By this point in the text, Atwood has firmly established that the society in the novel is segregated based on wealth. The depiction of Ed and his investors in their board meeting is particularly disagreeable, underscoring the effect of this segregation: They are so divorced from the reality that Ed’s pitch for kidnapping and enslaving people generates questions about its efficacy rather than any moral objections. To them, everything is a resource to be exploited and turned into profit. Individuals with memories, relationships, and dreams for the future become entities to be targeted and requisitioned to satisfy someone's power fantasy while making the rich even richer.

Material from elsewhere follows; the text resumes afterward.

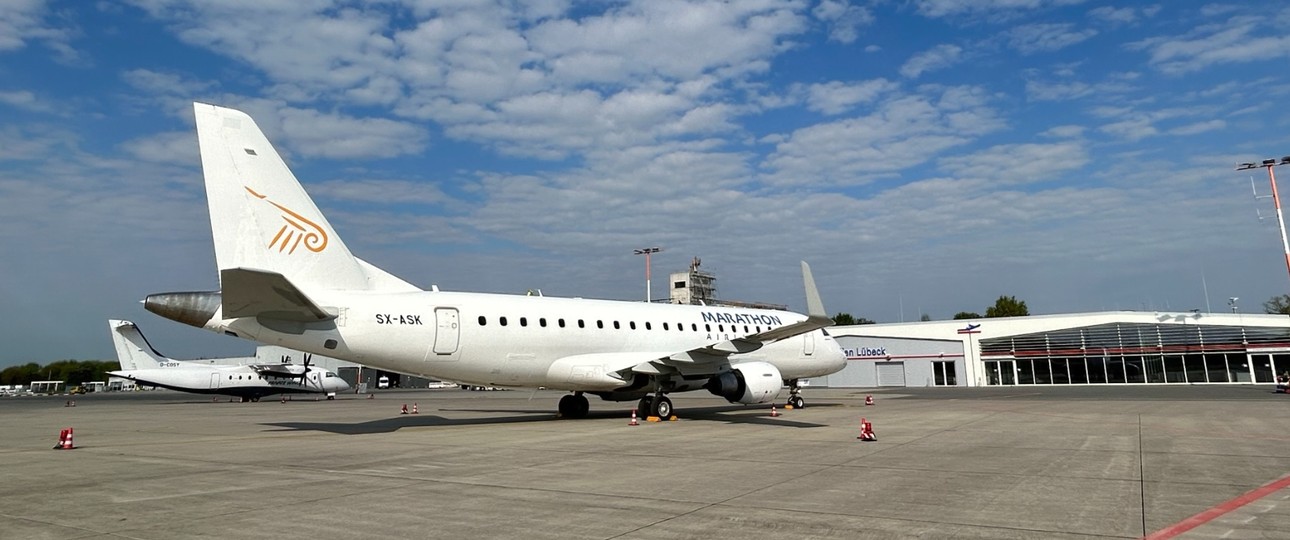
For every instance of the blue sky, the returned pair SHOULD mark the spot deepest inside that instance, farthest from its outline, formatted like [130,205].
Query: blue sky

Most disturbing is the revelation that even after the Positron Project is brought down, Ed and everyone else responsible for the harm it caused evade legal consequence. In this wealth-segregated society, the poor go to prison, while the atrocity-committing rich go free with impunity. While Ed’s fate of becoming the hapless sex toy for the aging Lucinda is ironically fitting, the idea that he will otherwise live a life of luxury in Dubai rings a little too close to reality to be comical.

As the novel winds down, there is increasing talk of the fairy-tale endings that will result from the neurosurgical procedure that forces the patient to imprint on someone, revisiting the theme of The Tension Between Love and Passion. This suggestion sets up what initially appears to be a fairy tale for the protagonists: Stan rescues Charmaine from the grasp of Ed, she undergoes the procedure, and all past mistakes are forgiven. They even magically escape the financial apocalypse that had previously ensnared them: They move to Las Vegas, Stan gets a new job, they have a home and a baby, and both of them are ostensibly happier than they have ever been.

However, things are literally too good to be true, and Atwood is merely toying with the idea of happy endings. Jocelyn’s revelation that Charmaine did not actually undergo the procedure is her way of finally giving Charmaine agency—something she is reluctant to accept because it also comes with a heavy dose of responsibility. By taking away Charmaine’s “fairy-tale” ending in this way, Atwood highlights the way these types of endings often rob female characters of agency. In a text that has consistently presented the characters with the choice between freedom and security, ending with an open question, rather than closure, suggests which of the two Atwood ultimately endorses.